Few psychiatric hospitals in the Tokyo area provide kidney dialysis care.
Many patients with both kidney failure and mental disorders are sent to Takiyama.
"Takiyama is a hospital that accepts patients who have medical complications,
in addition to advanced age."
People who have no family,
who other hospitals won't admit, who can't enter a nursing home,
they end up being hospitalized there, with no prospect of leaving.
There's no place to turn but Takiyama.
People often say, "Going to Takiyama is the end of the road."
There's violent treatment, a bad reputation,
and you don't want to be involved with them.
But for Takiyama, which takes the patients, and the hospitals that send them,
it's a situation that benefits them both.
A necessary evil.
In addition to the role of families and other hospitals,
the records revealed the involvement of local governments.
A man died at the hospital in August 2022, in his late 50s.
He had worked as an editor after graduating from a university in Tokyo.
Collapsing from overwork, he became depressed.
He later required dialysis and was admitted to Takiyama Hospital.

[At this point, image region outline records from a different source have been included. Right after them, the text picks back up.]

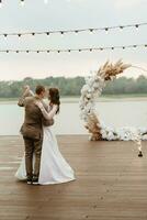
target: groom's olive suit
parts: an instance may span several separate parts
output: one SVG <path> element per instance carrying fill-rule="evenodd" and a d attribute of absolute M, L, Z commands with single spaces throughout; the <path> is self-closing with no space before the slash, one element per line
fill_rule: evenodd
<path fill-rule="evenodd" d="M 25 108 L 24 123 L 21 133 L 25 144 L 25 165 L 27 178 L 33 175 L 38 177 L 42 142 L 43 142 L 43 124 L 52 125 L 50 121 L 45 121 L 42 111 L 35 105 L 39 99 L 37 97 L 23 97 L 19 100 L 19 106 Z M 44 107 L 47 106 L 43 102 Z M 34 174 L 33 174 L 33 154 L 35 155 Z"/>

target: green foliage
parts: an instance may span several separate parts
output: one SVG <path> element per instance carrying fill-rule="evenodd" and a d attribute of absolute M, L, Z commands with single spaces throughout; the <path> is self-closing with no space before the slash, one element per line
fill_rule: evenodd
<path fill-rule="evenodd" d="M 37 85 L 44 85 L 47 88 L 57 87 L 61 96 L 80 96 L 84 78 L 47 77 L 45 79 L 33 79 L 26 77 L 22 81 L 0 81 L 0 98 L 18 98 L 21 96 L 24 85 L 30 85 L 33 90 Z M 103 90 L 103 95 L 132 94 L 147 94 L 147 77 L 139 76 L 137 79 L 120 77 L 114 81 L 109 81 Z"/>

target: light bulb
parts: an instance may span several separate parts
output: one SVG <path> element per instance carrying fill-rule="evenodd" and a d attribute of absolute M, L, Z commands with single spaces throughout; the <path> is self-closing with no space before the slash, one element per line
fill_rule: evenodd
<path fill-rule="evenodd" d="M 48 0 L 44 0 L 44 3 L 47 4 L 47 3 L 48 3 Z"/>
<path fill-rule="evenodd" d="M 0 8 L 2 7 L 2 0 L 0 0 Z"/>
<path fill-rule="evenodd" d="M 21 0 L 21 6 L 22 6 L 22 7 L 24 6 L 24 0 Z"/>

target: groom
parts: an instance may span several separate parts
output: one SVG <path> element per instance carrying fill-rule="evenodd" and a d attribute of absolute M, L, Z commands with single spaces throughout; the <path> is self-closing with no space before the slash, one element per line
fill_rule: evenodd
<path fill-rule="evenodd" d="M 47 106 L 43 102 L 46 90 L 43 86 L 37 86 L 35 96 L 30 88 L 25 88 L 25 92 L 19 100 L 19 106 L 25 108 L 25 119 L 21 128 L 21 133 L 25 145 L 25 167 L 27 184 L 38 184 L 41 154 L 43 144 L 43 124 L 52 125 L 53 121 L 45 121 L 42 111 L 36 106 L 36 101 L 41 101 L 44 108 Z M 30 96 L 30 97 L 27 97 Z M 33 154 L 35 155 L 34 173 L 33 173 Z"/>

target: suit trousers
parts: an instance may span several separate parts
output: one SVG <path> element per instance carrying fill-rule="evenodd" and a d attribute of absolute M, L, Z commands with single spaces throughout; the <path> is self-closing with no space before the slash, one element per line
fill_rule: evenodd
<path fill-rule="evenodd" d="M 33 176 L 38 178 L 43 140 L 29 139 L 29 138 L 23 138 L 23 139 L 25 145 L 26 176 L 27 178 L 32 178 Z M 34 166 L 33 166 L 33 154 L 35 155 Z"/>

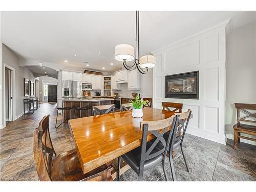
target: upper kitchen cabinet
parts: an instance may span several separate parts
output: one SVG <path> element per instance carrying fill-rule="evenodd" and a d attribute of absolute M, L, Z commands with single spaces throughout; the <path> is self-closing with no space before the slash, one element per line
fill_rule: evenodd
<path fill-rule="evenodd" d="M 61 79 L 72 80 L 72 72 L 70 71 L 61 71 Z"/>
<path fill-rule="evenodd" d="M 73 80 L 76 81 L 82 81 L 82 74 L 81 73 L 72 72 Z"/>
<path fill-rule="evenodd" d="M 92 75 L 92 89 L 101 90 L 102 89 L 103 76 Z"/>
<path fill-rule="evenodd" d="M 92 74 L 83 73 L 82 74 L 82 82 L 84 83 L 92 83 Z"/>
<path fill-rule="evenodd" d="M 111 87 L 112 90 L 120 90 L 120 84 L 116 83 L 115 75 L 113 75 L 110 76 L 111 77 Z"/>
<path fill-rule="evenodd" d="M 141 89 L 141 74 L 137 70 L 128 72 L 127 89 L 140 90 Z"/>
<path fill-rule="evenodd" d="M 61 79 L 81 81 L 82 74 L 71 71 L 61 71 Z"/>
<path fill-rule="evenodd" d="M 115 81 L 116 83 L 127 82 L 127 70 L 123 70 L 115 72 Z"/>

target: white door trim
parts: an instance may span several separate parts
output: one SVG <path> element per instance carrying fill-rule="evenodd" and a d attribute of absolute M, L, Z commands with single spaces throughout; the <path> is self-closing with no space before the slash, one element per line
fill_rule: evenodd
<path fill-rule="evenodd" d="M 15 92 L 15 69 L 11 66 L 7 65 L 6 63 L 4 63 L 4 69 L 5 73 L 3 73 L 4 74 L 4 79 L 5 79 L 5 69 L 7 68 L 8 69 L 11 70 L 12 72 L 12 80 L 11 84 L 12 84 L 12 120 L 16 120 L 16 92 Z M 3 83 L 4 87 L 4 100 L 5 101 L 5 83 Z M 6 106 L 5 104 L 5 102 L 4 102 L 4 116 L 6 116 Z M 4 127 L 6 126 L 5 121 L 4 122 Z"/>

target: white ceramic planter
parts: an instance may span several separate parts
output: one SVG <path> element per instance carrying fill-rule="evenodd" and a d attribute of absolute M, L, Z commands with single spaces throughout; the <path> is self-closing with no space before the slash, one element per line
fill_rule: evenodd
<path fill-rule="evenodd" d="M 143 116 L 143 113 L 142 109 L 134 109 L 133 108 L 132 115 L 133 117 L 141 118 Z"/>

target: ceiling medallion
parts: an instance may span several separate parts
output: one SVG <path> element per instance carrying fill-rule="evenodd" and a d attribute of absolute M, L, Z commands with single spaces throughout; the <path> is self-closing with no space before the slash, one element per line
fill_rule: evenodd
<path fill-rule="evenodd" d="M 115 47 L 115 59 L 122 61 L 124 68 L 129 71 L 134 70 L 136 68 L 142 74 L 147 73 L 148 68 L 152 68 L 156 65 L 156 57 L 153 55 L 144 55 L 139 59 L 139 22 L 140 12 L 136 11 L 136 21 L 135 27 L 135 56 L 134 56 L 134 48 L 127 44 L 120 44 Z M 126 62 L 133 60 L 133 65 L 127 65 Z"/>

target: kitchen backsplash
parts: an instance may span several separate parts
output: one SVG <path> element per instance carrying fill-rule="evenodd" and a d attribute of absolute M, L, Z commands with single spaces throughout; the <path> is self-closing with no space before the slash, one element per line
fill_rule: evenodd
<path fill-rule="evenodd" d="M 127 88 L 127 83 L 121 83 L 121 90 L 117 91 L 113 90 L 113 93 L 118 93 L 118 96 L 121 96 L 123 97 L 131 97 L 132 93 L 137 93 L 138 94 L 141 94 L 141 90 L 131 90 Z M 113 94 L 114 95 L 114 94 Z"/>

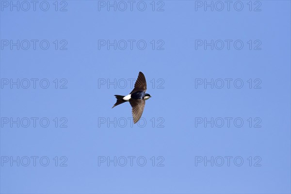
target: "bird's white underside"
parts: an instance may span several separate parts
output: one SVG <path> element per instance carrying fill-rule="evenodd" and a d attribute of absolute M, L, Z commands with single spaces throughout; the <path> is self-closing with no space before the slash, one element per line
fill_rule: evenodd
<path fill-rule="evenodd" d="M 129 99 L 130 99 L 131 98 L 131 95 L 129 94 L 128 96 L 126 96 L 125 97 L 123 97 L 123 99 L 124 100 L 129 101 Z"/>
<path fill-rule="evenodd" d="M 123 98 L 122 99 L 123 99 L 123 100 L 125 101 L 129 101 L 131 98 L 131 95 L 129 94 L 128 96 L 126 96 L 125 97 L 123 97 Z M 148 98 L 149 98 L 149 97 L 145 97 L 145 100 L 146 100 Z"/>

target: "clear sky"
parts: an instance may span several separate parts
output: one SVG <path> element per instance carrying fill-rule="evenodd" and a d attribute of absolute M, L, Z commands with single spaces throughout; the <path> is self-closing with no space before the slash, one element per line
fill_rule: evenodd
<path fill-rule="evenodd" d="M 153 2 L 0 1 L 1 193 L 291 193 L 290 1 Z"/>

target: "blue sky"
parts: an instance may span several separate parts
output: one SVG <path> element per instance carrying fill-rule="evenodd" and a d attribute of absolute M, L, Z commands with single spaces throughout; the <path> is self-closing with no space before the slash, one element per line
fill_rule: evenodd
<path fill-rule="evenodd" d="M 290 1 L 27 2 L 0 1 L 1 193 L 290 193 Z"/>

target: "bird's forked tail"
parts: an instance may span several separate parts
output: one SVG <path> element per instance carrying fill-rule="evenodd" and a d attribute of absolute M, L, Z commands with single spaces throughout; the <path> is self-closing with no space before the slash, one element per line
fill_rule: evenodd
<path fill-rule="evenodd" d="M 117 100 L 116 100 L 116 102 L 112 107 L 112 108 L 114 108 L 114 107 L 115 107 L 117 105 L 119 105 L 120 104 L 122 104 L 123 102 L 126 102 L 126 101 L 125 101 L 123 99 L 123 97 L 124 97 L 124 96 L 120 96 L 120 95 L 114 95 L 114 96 L 115 96 L 115 97 L 116 98 L 116 99 Z"/>

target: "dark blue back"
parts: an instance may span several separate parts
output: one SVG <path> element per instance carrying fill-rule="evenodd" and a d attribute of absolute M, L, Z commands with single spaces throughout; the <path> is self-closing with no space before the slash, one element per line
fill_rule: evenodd
<path fill-rule="evenodd" d="M 131 94 L 131 98 L 134 99 L 143 99 L 145 97 L 145 92 L 136 92 Z"/>

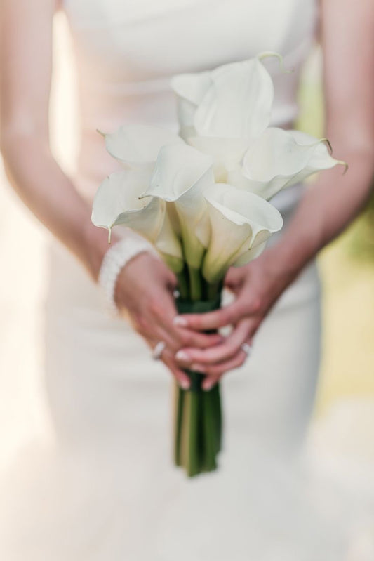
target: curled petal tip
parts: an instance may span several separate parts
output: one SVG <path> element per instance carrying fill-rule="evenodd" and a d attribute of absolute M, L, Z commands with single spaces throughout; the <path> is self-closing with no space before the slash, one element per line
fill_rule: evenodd
<path fill-rule="evenodd" d="M 331 143 L 328 140 L 328 138 L 321 138 L 320 142 L 324 143 L 327 147 L 328 148 L 328 152 L 330 152 L 330 155 L 333 155 L 333 147 L 331 146 Z"/>
<path fill-rule="evenodd" d="M 337 160 L 337 161 L 338 161 L 338 164 L 341 164 L 342 166 L 344 166 L 344 171 L 343 171 L 343 176 L 344 176 L 345 173 L 347 173 L 347 171 L 348 170 L 348 168 L 349 166 L 348 164 L 346 161 L 343 161 L 342 160 L 340 160 L 339 159 L 339 160 Z"/>
<path fill-rule="evenodd" d="M 278 59 L 278 62 L 279 62 L 279 67 L 282 72 L 284 74 L 291 74 L 292 72 L 295 72 L 294 68 L 286 68 L 284 66 L 284 59 L 279 53 L 276 53 L 273 51 L 264 51 L 262 53 L 260 53 L 258 55 L 258 58 L 259 60 L 262 61 L 264 58 L 272 58 L 275 57 L 275 58 Z"/>

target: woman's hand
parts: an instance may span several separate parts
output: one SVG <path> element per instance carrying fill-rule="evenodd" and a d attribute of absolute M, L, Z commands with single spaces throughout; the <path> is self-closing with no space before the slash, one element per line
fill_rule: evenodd
<path fill-rule="evenodd" d="M 114 299 L 119 309 L 129 315 L 134 329 L 154 348 L 166 344 L 161 359 L 185 389 L 189 386 L 188 375 L 178 364 L 175 356 L 182 347 L 207 348 L 220 343 L 219 334 L 207 335 L 176 326 L 173 292 L 175 276 L 159 258 L 144 252 L 134 257 L 121 271 Z"/>
<path fill-rule="evenodd" d="M 225 284 L 236 296 L 233 303 L 215 312 L 180 315 L 174 320 L 175 324 L 199 331 L 234 326 L 230 334 L 213 347 L 184 347 L 177 353 L 180 364 L 206 374 L 205 390 L 210 390 L 225 372 L 243 364 L 248 355 L 243 344 L 252 345 L 262 319 L 295 276 L 268 258 L 267 253 L 248 265 L 228 271 Z"/>

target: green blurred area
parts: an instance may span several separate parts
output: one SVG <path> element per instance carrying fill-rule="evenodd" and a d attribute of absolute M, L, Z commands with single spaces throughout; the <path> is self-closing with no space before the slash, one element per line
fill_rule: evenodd
<path fill-rule="evenodd" d="M 299 92 L 298 128 L 323 137 L 318 61 L 311 66 Z M 320 253 L 319 265 L 323 288 L 323 353 L 317 414 L 342 396 L 374 397 L 374 196 L 352 224 Z"/>

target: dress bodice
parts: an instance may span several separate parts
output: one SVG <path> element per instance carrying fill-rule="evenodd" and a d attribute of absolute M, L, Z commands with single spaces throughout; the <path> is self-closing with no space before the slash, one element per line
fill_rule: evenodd
<path fill-rule="evenodd" d="M 115 164 L 98 128 L 130 122 L 175 131 L 171 77 L 282 54 L 292 73 L 265 62 L 275 86 L 272 124 L 292 122 L 296 91 L 316 19 L 316 0 L 65 0 L 79 77 L 80 187 L 88 197 Z"/>

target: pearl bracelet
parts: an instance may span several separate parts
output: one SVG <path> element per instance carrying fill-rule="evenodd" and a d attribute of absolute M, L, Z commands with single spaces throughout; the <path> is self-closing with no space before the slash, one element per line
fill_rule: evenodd
<path fill-rule="evenodd" d="M 144 251 L 158 256 L 154 247 L 144 238 L 137 235 L 128 235 L 116 242 L 105 253 L 98 276 L 98 284 L 103 289 L 107 305 L 111 315 L 119 315 L 114 301 L 116 284 L 121 270 L 133 258 Z"/>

His contact information listed the welfare office of a nearby city.
The man had been receiving public assistance.
The records listed 1,498 patients.
Of these, more than half -54%- were receiving public assistance.
We often heard Takiyama Hospital mentioned at the public assistance office.
This man was a caseworker at a local government that sent many patients to Takiyama.
Welfare office caseworkers
carry very heavy loads and they're really exhausted.
Psychiatric patients require close support.
It's extremely difficult to deal with people who have no place to go.
Having them admitted means much less attention is needed,
so Takiyama Hospital is like a godsend.
It takes public assistance patients, so naturally many get sent there.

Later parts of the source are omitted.